Source code for scitex_audio._engines._luxtts_engine

#!/usr/bin/env python3
# Timestamp: "2026-03-14 (ywatanabe)"
# File: /home/ywatanabe/proj/scitex-python/src/scitex/audio/engines/_luxtts_engine.py
# ----------------------------------------

"""
LuxTTS backend - Open-source, offline, voice-cloning TTS.

Uses the ZipVoice/LuxTTS model from HuggingFace.
Supports CPU, CUDA, and MPS devices.
48kHz output, near-realtime on CPU, 150x+ on GPU.

Install:
    pip install git+https://github.com/ysharma3501/LuxTTS.git
"""

from __future__ import annotations

import os
import threading
from pathlib import Path
from typing import List, Optional

from ._base import BaseTTS

__all__ = ["LuxTTS"]

_lock = threading.Lock()
_cached_model = None
_cached_prompt = None
_cached_ref_path = None


def _get_model(device: str = "cpu", model_id: str = "YatharthS/LuxTTS"):
    """Get or create cached LuxTTS model (singleton)."""
    global _cached_model
    with _lock:
        if _cached_model is None:
            from zipvoice.luxvoice import LuxTTS as _LuxTTSModel

            _cached_model = _LuxTTSModel(model_id, device=device)
        return _cached_model


def _get_encoded_prompt(model, ref_path: str, duration: float = 5.0, rms: float = 0.01):
    """Get or create cached encoded prompt for a reference audio."""
    global _cached_prompt, _cached_ref_path
    with _lock:
        if _cached_prompt is None or _cached_ref_path != ref_path:
            # Suppress Whisper's hallucinated transcription log
            import contextlib
            import io

            with (
                contextlib.redirect_stdout(io.StringIO()),
                contextlib.redirect_stderr(io.StringIO()),
            ):
                _cached_prompt = model.encode_prompt(
                    ref_path, duration=duration, rms=rms
                )
            _cached_ref_path = ref_path
        return _cached_prompt



[docs]
class LuxTTS(BaseTTS):
    """LuxTTS backend - open-source voice-cloning TTS.

    High-quality 48kHz output.

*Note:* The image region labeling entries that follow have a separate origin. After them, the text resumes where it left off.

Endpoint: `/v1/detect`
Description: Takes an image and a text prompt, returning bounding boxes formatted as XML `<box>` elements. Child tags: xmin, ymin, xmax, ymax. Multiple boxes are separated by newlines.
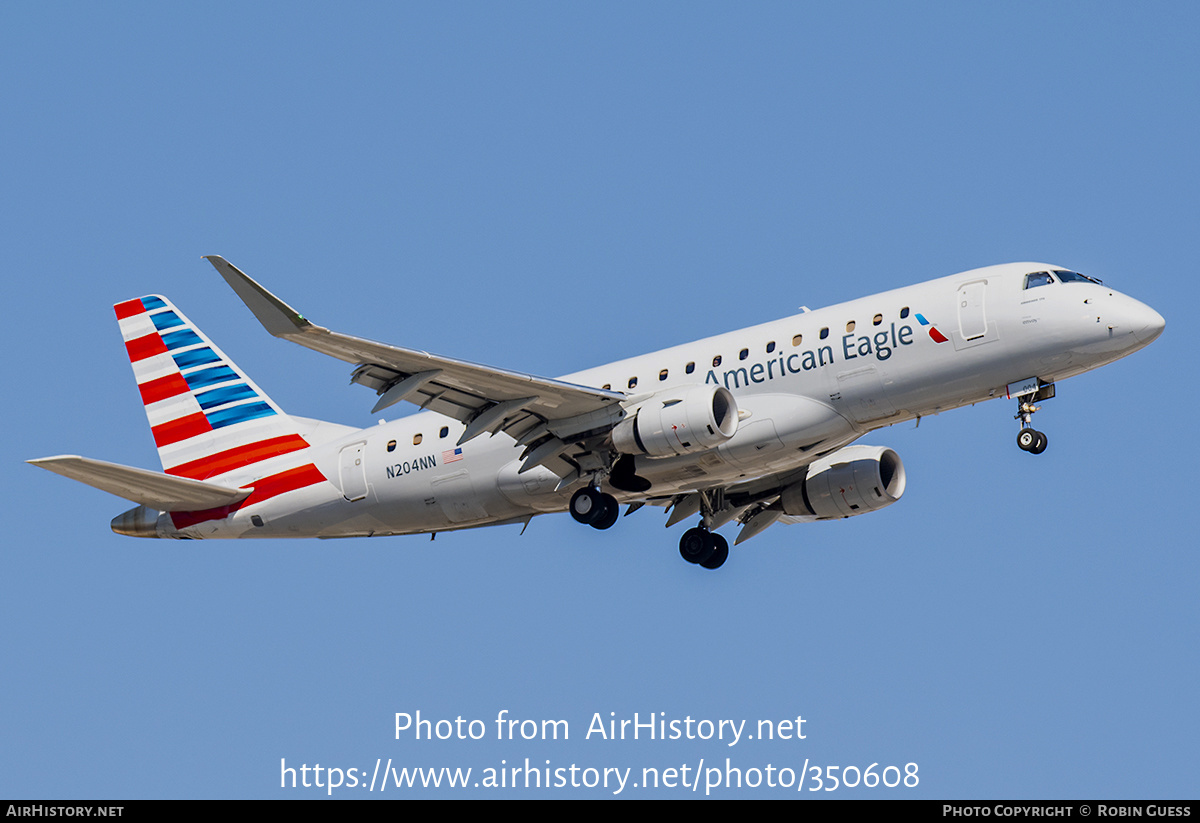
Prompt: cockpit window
<box><xmin>1025</xmin><ymin>271</ymin><xmax>1054</xmax><ymax>289</ymax></box>
<box><xmin>1054</xmin><ymin>269</ymin><xmax>1103</xmax><ymax>286</ymax></box>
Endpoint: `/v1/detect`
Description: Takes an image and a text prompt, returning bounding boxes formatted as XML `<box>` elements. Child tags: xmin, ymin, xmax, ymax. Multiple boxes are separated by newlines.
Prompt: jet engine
<box><xmin>780</xmin><ymin>446</ymin><xmax>905</xmax><ymax>518</ymax></box>
<box><xmin>612</xmin><ymin>385</ymin><xmax>738</xmax><ymax>457</ymax></box>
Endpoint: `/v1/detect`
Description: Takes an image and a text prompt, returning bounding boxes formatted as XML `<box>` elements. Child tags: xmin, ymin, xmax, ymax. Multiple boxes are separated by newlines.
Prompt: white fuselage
<box><xmin>158</xmin><ymin>263</ymin><xmax>1162</xmax><ymax>537</ymax></box>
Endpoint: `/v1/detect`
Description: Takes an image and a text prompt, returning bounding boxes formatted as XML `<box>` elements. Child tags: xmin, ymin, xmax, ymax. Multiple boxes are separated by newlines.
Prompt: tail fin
<box><xmin>113</xmin><ymin>295</ymin><xmax>308</xmax><ymax>480</ymax></box>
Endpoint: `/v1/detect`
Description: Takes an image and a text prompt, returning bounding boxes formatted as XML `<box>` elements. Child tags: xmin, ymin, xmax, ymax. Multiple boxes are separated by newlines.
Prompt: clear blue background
<box><xmin>0</xmin><ymin>2</ymin><xmax>1200</xmax><ymax>798</ymax></box>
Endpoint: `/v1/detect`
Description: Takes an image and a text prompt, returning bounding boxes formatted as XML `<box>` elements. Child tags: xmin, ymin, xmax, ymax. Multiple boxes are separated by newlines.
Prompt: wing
<box><xmin>205</xmin><ymin>254</ymin><xmax>625</xmax><ymax>476</ymax></box>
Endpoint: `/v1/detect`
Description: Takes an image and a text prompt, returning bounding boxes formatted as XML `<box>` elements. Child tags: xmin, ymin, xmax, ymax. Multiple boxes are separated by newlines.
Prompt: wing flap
<box><xmin>26</xmin><ymin>455</ymin><xmax>254</xmax><ymax>511</ymax></box>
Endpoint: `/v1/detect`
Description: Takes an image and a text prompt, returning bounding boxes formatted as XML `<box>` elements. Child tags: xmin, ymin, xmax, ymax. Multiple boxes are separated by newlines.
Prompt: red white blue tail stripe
<box><xmin>114</xmin><ymin>295</ymin><xmax>324</xmax><ymax>522</ymax></box>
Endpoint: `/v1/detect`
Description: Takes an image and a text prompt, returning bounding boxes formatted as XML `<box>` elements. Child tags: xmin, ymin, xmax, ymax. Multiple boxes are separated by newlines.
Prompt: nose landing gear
<box><xmin>1013</xmin><ymin>383</ymin><xmax>1054</xmax><ymax>455</ymax></box>
<box><xmin>679</xmin><ymin>525</ymin><xmax>730</xmax><ymax>569</ymax></box>
<box><xmin>571</xmin><ymin>486</ymin><xmax>620</xmax><ymax>530</ymax></box>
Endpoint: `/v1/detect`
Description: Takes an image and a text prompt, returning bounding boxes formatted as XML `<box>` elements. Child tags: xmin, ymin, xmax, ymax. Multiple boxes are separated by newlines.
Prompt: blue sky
<box><xmin>0</xmin><ymin>2</ymin><xmax>1200</xmax><ymax>798</ymax></box>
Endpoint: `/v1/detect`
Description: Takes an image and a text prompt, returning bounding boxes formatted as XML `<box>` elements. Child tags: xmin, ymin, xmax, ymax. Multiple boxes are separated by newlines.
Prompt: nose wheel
<box><xmin>570</xmin><ymin>486</ymin><xmax>620</xmax><ymax>530</ymax></box>
<box><xmin>1016</xmin><ymin>428</ymin><xmax>1049</xmax><ymax>455</ymax></box>
<box><xmin>679</xmin><ymin>525</ymin><xmax>730</xmax><ymax>569</ymax></box>
<box><xmin>1015</xmin><ymin>394</ymin><xmax>1054</xmax><ymax>455</ymax></box>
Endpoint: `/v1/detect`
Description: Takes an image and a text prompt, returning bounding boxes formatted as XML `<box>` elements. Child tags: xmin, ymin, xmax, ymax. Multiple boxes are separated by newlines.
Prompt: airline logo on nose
<box><xmin>917</xmin><ymin>314</ymin><xmax>949</xmax><ymax>343</ymax></box>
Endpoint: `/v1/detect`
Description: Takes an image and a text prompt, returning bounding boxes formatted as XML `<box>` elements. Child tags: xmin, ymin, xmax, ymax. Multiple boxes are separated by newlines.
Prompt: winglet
<box><xmin>204</xmin><ymin>254</ymin><xmax>312</xmax><ymax>337</ymax></box>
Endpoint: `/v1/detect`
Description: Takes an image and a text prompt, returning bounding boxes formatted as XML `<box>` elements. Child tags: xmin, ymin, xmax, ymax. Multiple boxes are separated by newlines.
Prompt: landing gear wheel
<box><xmin>592</xmin><ymin>494</ymin><xmax>620</xmax><ymax>531</ymax></box>
<box><xmin>679</xmin><ymin>527</ymin><xmax>716</xmax><ymax>563</ymax></box>
<box><xmin>700</xmin><ymin>534</ymin><xmax>730</xmax><ymax>569</ymax></box>
<box><xmin>571</xmin><ymin>486</ymin><xmax>605</xmax><ymax>525</ymax></box>
<box><xmin>1030</xmin><ymin>432</ymin><xmax>1050</xmax><ymax>455</ymax></box>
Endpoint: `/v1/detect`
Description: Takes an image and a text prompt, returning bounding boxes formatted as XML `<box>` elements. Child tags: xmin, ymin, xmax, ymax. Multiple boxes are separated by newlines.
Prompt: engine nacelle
<box><xmin>612</xmin><ymin>385</ymin><xmax>738</xmax><ymax>457</ymax></box>
<box><xmin>780</xmin><ymin>446</ymin><xmax>905</xmax><ymax>517</ymax></box>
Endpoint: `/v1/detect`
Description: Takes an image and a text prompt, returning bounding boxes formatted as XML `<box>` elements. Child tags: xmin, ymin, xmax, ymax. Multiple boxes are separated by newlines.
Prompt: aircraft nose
<box><xmin>1129</xmin><ymin>300</ymin><xmax>1166</xmax><ymax>346</ymax></box>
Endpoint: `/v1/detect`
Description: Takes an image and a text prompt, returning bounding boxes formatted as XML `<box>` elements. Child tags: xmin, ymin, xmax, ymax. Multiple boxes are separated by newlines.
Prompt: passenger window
<box><xmin>1025</xmin><ymin>271</ymin><xmax>1054</xmax><ymax>289</ymax></box>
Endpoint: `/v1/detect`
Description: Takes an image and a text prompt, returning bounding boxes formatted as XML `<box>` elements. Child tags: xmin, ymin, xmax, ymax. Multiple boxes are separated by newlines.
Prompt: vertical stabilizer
<box><xmin>114</xmin><ymin>295</ymin><xmax>308</xmax><ymax>480</ymax></box>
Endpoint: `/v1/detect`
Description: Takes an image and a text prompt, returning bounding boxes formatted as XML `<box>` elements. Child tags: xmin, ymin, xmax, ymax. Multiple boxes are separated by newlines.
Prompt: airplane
<box><xmin>29</xmin><ymin>256</ymin><xmax>1165</xmax><ymax>569</ymax></box>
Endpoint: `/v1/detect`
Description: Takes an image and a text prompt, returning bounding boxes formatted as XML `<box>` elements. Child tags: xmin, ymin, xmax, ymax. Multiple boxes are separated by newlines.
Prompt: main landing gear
<box><xmin>679</xmin><ymin>525</ymin><xmax>730</xmax><ymax>569</ymax></box>
<box><xmin>571</xmin><ymin>486</ymin><xmax>620</xmax><ymax>530</ymax></box>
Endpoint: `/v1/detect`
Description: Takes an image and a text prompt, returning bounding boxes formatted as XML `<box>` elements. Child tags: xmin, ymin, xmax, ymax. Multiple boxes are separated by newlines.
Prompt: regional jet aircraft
<box><xmin>30</xmin><ymin>257</ymin><xmax>1164</xmax><ymax>569</ymax></box>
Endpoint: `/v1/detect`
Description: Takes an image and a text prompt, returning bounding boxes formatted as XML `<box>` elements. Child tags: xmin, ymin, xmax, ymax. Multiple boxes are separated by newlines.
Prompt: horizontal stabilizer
<box><xmin>28</xmin><ymin>455</ymin><xmax>254</xmax><ymax>511</ymax></box>
<box><xmin>205</xmin><ymin>254</ymin><xmax>625</xmax><ymax>431</ymax></box>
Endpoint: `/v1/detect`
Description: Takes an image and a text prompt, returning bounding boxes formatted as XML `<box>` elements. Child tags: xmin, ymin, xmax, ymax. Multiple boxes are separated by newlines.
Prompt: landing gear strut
<box><xmin>571</xmin><ymin>486</ymin><xmax>620</xmax><ymax>530</ymax></box>
<box><xmin>1014</xmin><ymin>394</ymin><xmax>1054</xmax><ymax>455</ymax></box>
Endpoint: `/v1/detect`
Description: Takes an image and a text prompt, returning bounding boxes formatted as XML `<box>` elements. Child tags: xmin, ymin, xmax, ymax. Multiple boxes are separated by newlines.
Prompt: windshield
<box><xmin>1054</xmin><ymin>269</ymin><xmax>1103</xmax><ymax>286</ymax></box>
<box><xmin>1025</xmin><ymin>271</ymin><xmax>1054</xmax><ymax>289</ymax></box>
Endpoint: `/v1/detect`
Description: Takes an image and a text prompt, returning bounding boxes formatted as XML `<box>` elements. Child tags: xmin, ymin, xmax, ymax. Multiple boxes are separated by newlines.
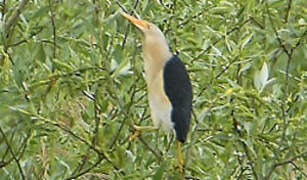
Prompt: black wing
<box><xmin>163</xmin><ymin>55</ymin><xmax>192</xmax><ymax>142</ymax></box>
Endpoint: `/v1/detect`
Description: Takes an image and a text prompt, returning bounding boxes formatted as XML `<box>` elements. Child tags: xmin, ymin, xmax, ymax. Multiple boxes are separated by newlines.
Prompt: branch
<box><xmin>4</xmin><ymin>0</ymin><xmax>29</xmax><ymax>37</ymax></box>
<box><xmin>0</xmin><ymin>127</ymin><xmax>26</xmax><ymax>180</ymax></box>
<box><xmin>191</xmin><ymin>18</ymin><xmax>251</xmax><ymax>63</ymax></box>
<box><xmin>65</xmin><ymin>156</ymin><xmax>103</xmax><ymax>180</ymax></box>
<box><xmin>285</xmin><ymin>0</ymin><xmax>292</xmax><ymax>23</ymax></box>
<box><xmin>48</xmin><ymin>0</ymin><xmax>56</xmax><ymax>65</ymax></box>
<box><xmin>10</xmin><ymin>106</ymin><xmax>125</xmax><ymax>175</ymax></box>
<box><xmin>265</xmin><ymin>151</ymin><xmax>307</xmax><ymax>180</ymax></box>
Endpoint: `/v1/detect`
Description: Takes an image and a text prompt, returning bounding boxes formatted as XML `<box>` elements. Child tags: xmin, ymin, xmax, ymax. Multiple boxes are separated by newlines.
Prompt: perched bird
<box><xmin>122</xmin><ymin>13</ymin><xmax>192</xmax><ymax>172</ymax></box>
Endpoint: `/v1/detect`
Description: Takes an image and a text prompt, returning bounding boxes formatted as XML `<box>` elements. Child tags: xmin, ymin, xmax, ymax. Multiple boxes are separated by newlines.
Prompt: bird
<box><xmin>121</xmin><ymin>12</ymin><xmax>192</xmax><ymax>172</ymax></box>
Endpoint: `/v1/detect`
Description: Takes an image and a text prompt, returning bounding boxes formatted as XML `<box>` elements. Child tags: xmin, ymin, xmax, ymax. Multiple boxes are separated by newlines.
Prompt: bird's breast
<box><xmin>145</xmin><ymin>69</ymin><xmax>173</xmax><ymax>130</ymax></box>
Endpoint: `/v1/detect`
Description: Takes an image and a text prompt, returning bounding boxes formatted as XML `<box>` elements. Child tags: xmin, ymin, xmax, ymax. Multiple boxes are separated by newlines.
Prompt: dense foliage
<box><xmin>0</xmin><ymin>0</ymin><xmax>307</xmax><ymax>180</ymax></box>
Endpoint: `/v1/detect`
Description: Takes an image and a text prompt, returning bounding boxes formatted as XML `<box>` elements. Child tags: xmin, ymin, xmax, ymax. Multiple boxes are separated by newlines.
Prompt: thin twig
<box><xmin>285</xmin><ymin>0</ymin><xmax>292</xmax><ymax>23</ymax></box>
<box><xmin>264</xmin><ymin>151</ymin><xmax>307</xmax><ymax>180</ymax></box>
<box><xmin>191</xmin><ymin>18</ymin><xmax>251</xmax><ymax>63</ymax></box>
<box><xmin>65</xmin><ymin>156</ymin><xmax>103</xmax><ymax>180</ymax></box>
<box><xmin>0</xmin><ymin>127</ymin><xmax>26</xmax><ymax>180</ymax></box>
<box><xmin>4</xmin><ymin>0</ymin><xmax>29</xmax><ymax>37</ymax></box>
<box><xmin>138</xmin><ymin>135</ymin><xmax>162</xmax><ymax>161</ymax></box>
<box><xmin>48</xmin><ymin>0</ymin><xmax>56</xmax><ymax>58</ymax></box>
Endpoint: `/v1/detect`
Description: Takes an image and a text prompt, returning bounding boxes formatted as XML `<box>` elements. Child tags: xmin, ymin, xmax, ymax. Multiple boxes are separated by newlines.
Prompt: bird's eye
<box><xmin>147</xmin><ymin>24</ymin><xmax>151</xmax><ymax>29</ymax></box>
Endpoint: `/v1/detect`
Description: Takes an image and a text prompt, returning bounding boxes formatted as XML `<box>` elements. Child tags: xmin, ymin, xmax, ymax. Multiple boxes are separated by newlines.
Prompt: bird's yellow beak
<box><xmin>121</xmin><ymin>12</ymin><xmax>149</xmax><ymax>30</ymax></box>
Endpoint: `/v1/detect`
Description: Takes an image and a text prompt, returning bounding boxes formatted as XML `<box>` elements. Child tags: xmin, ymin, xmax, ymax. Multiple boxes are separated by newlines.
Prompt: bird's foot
<box><xmin>129</xmin><ymin>130</ymin><xmax>140</xmax><ymax>141</ymax></box>
<box><xmin>129</xmin><ymin>125</ymin><xmax>158</xmax><ymax>141</ymax></box>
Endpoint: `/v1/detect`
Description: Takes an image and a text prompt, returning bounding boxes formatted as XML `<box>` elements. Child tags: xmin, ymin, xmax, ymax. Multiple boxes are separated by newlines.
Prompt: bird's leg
<box><xmin>176</xmin><ymin>140</ymin><xmax>183</xmax><ymax>175</ymax></box>
<box><xmin>129</xmin><ymin>125</ymin><xmax>158</xmax><ymax>141</ymax></box>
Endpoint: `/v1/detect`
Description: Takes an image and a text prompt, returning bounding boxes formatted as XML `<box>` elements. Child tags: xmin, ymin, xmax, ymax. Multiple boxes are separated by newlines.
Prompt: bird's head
<box><xmin>121</xmin><ymin>12</ymin><xmax>169</xmax><ymax>56</ymax></box>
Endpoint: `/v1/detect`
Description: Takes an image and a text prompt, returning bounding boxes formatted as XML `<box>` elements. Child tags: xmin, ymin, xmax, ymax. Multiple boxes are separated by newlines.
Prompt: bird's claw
<box><xmin>129</xmin><ymin>125</ymin><xmax>140</xmax><ymax>141</ymax></box>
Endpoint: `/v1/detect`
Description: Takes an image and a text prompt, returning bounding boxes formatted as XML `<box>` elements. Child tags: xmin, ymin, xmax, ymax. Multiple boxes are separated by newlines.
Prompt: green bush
<box><xmin>0</xmin><ymin>0</ymin><xmax>307</xmax><ymax>180</ymax></box>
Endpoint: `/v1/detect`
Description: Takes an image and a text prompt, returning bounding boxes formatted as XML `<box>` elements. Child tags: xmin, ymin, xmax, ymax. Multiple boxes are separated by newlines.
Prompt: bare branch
<box><xmin>265</xmin><ymin>151</ymin><xmax>307</xmax><ymax>180</ymax></box>
<box><xmin>0</xmin><ymin>127</ymin><xmax>26</xmax><ymax>180</ymax></box>
<box><xmin>4</xmin><ymin>0</ymin><xmax>29</xmax><ymax>37</ymax></box>
<box><xmin>191</xmin><ymin>18</ymin><xmax>251</xmax><ymax>63</ymax></box>
<box><xmin>48</xmin><ymin>0</ymin><xmax>56</xmax><ymax>67</ymax></box>
<box><xmin>65</xmin><ymin>156</ymin><xmax>103</xmax><ymax>180</ymax></box>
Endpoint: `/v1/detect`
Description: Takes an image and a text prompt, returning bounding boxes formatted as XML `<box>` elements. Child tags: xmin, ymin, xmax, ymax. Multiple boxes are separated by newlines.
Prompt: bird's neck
<box><xmin>143</xmin><ymin>42</ymin><xmax>173</xmax><ymax>83</ymax></box>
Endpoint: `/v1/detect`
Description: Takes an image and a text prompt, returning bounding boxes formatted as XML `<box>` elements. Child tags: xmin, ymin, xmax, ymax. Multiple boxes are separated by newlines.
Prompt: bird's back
<box><xmin>163</xmin><ymin>55</ymin><xmax>192</xmax><ymax>142</ymax></box>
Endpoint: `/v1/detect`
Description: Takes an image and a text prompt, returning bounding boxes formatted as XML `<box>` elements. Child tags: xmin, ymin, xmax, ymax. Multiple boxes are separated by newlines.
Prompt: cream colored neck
<box><xmin>143</xmin><ymin>42</ymin><xmax>172</xmax><ymax>83</ymax></box>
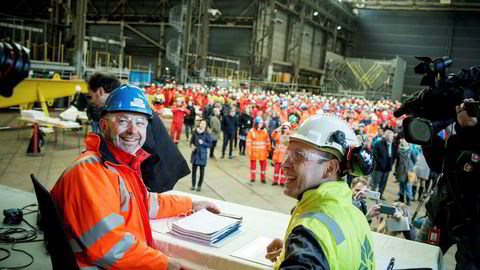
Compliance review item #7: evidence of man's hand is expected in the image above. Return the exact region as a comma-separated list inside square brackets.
[192, 201, 220, 214]
[265, 238, 283, 262]
[366, 204, 380, 220]
[353, 189, 367, 200]
[455, 98, 478, 127]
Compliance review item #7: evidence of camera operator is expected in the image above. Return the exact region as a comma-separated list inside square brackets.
[417, 99, 480, 269]
[393, 60, 480, 270]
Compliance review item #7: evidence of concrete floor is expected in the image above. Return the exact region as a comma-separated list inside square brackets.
[0, 111, 456, 269]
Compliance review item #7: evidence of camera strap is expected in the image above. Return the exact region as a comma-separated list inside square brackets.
[427, 226, 440, 246]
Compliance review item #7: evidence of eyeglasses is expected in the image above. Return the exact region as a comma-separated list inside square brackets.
[284, 150, 330, 163]
[110, 116, 148, 128]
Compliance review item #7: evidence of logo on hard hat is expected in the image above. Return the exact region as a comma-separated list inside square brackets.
[130, 98, 145, 109]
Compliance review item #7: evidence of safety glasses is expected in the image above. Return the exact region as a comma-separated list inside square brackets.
[284, 150, 329, 163]
[109, 115, 148, 128]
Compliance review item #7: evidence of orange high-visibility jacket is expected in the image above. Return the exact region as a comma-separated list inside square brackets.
[51, 133, 192, 270]
[247, 128, 271, 160]
[172, 105, 190, 124]
[272, 130, 287, 163]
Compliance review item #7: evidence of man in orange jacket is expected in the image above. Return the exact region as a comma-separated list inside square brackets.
[247, 116, 271, 183]
[170, 97, 190, 144]
[272, 122, 292, 186]
[51, 85, 219, 270]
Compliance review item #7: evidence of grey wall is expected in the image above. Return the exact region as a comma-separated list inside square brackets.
[87, 0, 256, 77]
[354, 10, 480, 94]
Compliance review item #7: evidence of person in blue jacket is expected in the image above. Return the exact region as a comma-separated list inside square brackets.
[190, 120, 212, 191]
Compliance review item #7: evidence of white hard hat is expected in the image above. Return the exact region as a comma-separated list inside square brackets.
[289, 114, 359, 160]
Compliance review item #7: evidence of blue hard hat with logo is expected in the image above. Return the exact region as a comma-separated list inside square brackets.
[102, 85, 152, 118]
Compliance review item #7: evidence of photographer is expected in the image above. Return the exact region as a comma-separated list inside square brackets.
[394, 63, 480, 269]
[417, 99, 480, 269]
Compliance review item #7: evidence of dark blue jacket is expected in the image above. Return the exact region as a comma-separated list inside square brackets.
[222, 114, 238, 135]
[140, 113, 190, 193]
[190, 129, 212, 166]
[372, 139, 398, 172]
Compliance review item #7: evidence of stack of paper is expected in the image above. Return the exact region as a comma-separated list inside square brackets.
[169, 209, 242, 245]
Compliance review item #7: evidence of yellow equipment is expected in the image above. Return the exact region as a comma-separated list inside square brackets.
[0, 74, 88, 117]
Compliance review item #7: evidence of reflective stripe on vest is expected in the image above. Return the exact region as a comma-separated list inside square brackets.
[298, 212, 345, 246]
[148, 193, 159, 219]
[94, 233, 135, 269]
[62, 155, 101, 175]
[69, 213, 125, 252]
[252, 142, 267, 145]
[107, 164, 130, 212]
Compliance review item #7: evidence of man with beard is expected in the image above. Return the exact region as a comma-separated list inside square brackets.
[88, 72, 190, 192]
[266, 114, 375, 269]
[51, 85, 219, 270]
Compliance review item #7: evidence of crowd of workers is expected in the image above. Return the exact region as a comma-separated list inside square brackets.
[57, 73, 450, 269]
[150, 80, 442, 245]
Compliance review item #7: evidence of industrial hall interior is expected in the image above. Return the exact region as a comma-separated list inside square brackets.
[0, 0, 480, 270]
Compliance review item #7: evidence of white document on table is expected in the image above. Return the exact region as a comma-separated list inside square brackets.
[174, 209, 239, 235]
[230, 236, 273, 267]
[387, 217, 410, 232]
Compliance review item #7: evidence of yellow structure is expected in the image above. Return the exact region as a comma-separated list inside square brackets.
[0, 74, 88, 116]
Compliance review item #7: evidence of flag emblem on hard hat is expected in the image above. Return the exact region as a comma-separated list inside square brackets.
[130, 98, 145, 109]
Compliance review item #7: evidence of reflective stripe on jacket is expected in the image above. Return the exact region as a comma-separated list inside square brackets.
[247, 128, 271, 160]
[51, 133, 192, 269]
[272, 131, 287, 163]
[274, 181, 375, 270]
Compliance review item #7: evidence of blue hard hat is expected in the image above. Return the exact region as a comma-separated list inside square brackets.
[102, 85, 152, 118]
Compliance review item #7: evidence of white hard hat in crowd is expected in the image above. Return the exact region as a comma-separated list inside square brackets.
[289, 114, 359, 160]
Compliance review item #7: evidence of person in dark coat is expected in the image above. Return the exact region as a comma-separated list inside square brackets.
[87, 72, 190, 193]
[190, 120, 212, 191]
[183, 100, 197, 140]
[202, 99, 215, 128]
[371, 130, 398, 200]
[238, 107, 253, 156]
[221, 107, 238, 159]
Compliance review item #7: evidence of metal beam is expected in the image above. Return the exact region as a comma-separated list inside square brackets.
[293, 6, 305, 84]
[275, 2, 347, 40]
[264, 1, 276, 78]
[302, 0, 356, 31]
[239, 0, 258, 16]
[150, 0, 169, 14]
[124, 23, 165, 49]
[88, 0, 100, 14]
[75, 0, 87, 79]
[110, 0, 137, 14]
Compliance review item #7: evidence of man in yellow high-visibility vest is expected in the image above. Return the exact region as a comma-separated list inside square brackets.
[266, 114, 375, 270]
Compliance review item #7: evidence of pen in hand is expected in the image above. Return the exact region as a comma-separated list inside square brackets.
[387, 257, 395, 270]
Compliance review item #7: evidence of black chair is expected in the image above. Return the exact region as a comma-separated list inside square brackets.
[30, 174, 80, 270]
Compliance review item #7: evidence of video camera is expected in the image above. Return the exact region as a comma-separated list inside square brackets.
[0, 42, 30, 97]
[393, 56, 480, 145]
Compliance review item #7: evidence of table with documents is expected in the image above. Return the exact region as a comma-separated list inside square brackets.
[150, 190, 446, 270]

Near-realtime on CPU, 150x+ on GPU.
    Requires a reference audio file for voice cloning.

    Install: pip install git+https://github.com/ysharma3501/LuxTTS.git
    """

    # Default reference audio search paths
    _DEFAULT_REF_DIRS = [
        "~/.config/scitex/audio/reference",
        "~/.scitex/audio/reference",
    ]

    def __init__(
        self,
        device: Optional[str] = None,
        model_id: str = "YatharthS/LuxTTS",
        reference_audio: Optional[str] = None,
        num_steps: int = 4,
        speed: float = 2.0,
        rms: float = 0.01,
        t_shift: float = 0.9,
        return_smooth: bool = False,
        ref_duration: float = 5.0,
        trim_start: Optional[float] = None,
        **kwargs,
    ):
        super().__init__(**kwargs)
        self._device = device or self._detect_device()
        self._model_id = model_id
        self._reference_audio = reference_audio
        self.num_steps = num_steps
        self.speed = speed
        self.rms = rms
        self.t_shift = t_shift
        self.return_smooth = return_smooth
        self.ref_duration = ref_duration
        self._trim_start = trim_start or float(
            os.environ.get("SCITEX_AUDIO_LUXTTS_TRIM_START", "0")
        )

    @staticmethod
    def _detect_device() -> str:
        """Auto-detect best available device."""
        try:
            import torch

            if torch.cuda.is_available():
                return "cuda"
            if hasattr(torch.backends, "mps") and torch.backends.mps.is_available():
                return "mps"
        except ImportError:
            pass
        return "cpu"

    @property
    def name(self) -> str:
        return "luxtts"

    @property
    def requires_internet(self) -> bool:
        # Only for initial model download from HuggingFace
        return False

    def _find_reference_audio(self) -> Optional[str]:
        """Find a reference audio file from configured paths."""
        # Explicit config
        if self._reference_audio:
            path = Path(self._reference_audio).expanduser()
            if path.exists():
                return str(path)

        # Environment variable
        env_ref = os.environ.get("SCITEX_AUDIO_LUXTTS_REFERENCE")
        if env_ref:
            path = Path(env_ref).expanduser()
            if path.exists():
                return str(path)

        # Search default directories
        for dir_path in self._DEFAULT_REF_DIRS:
            d = Path(dir_path).expanduser()
            if d.is_dir():
                for ext in ("*.wav", "*.mp3", "*.flac", "*.ogg"):
                    files = sorted(d.glob(ext))
                    if files:
                        return str(files[0])

        return None

    def _create_default_reference(self) -> str:
        """Create a minimal reference audio when none is provided."""
        import numpy as np
        import soundfile as sf

        ref_dir = Path("~/.config/scitex/audio/reference").expanduser()
        ref_dir.mkdir(parents=True, exist_ok=True)
        ref_path = ref_dir / "default_ref.wav"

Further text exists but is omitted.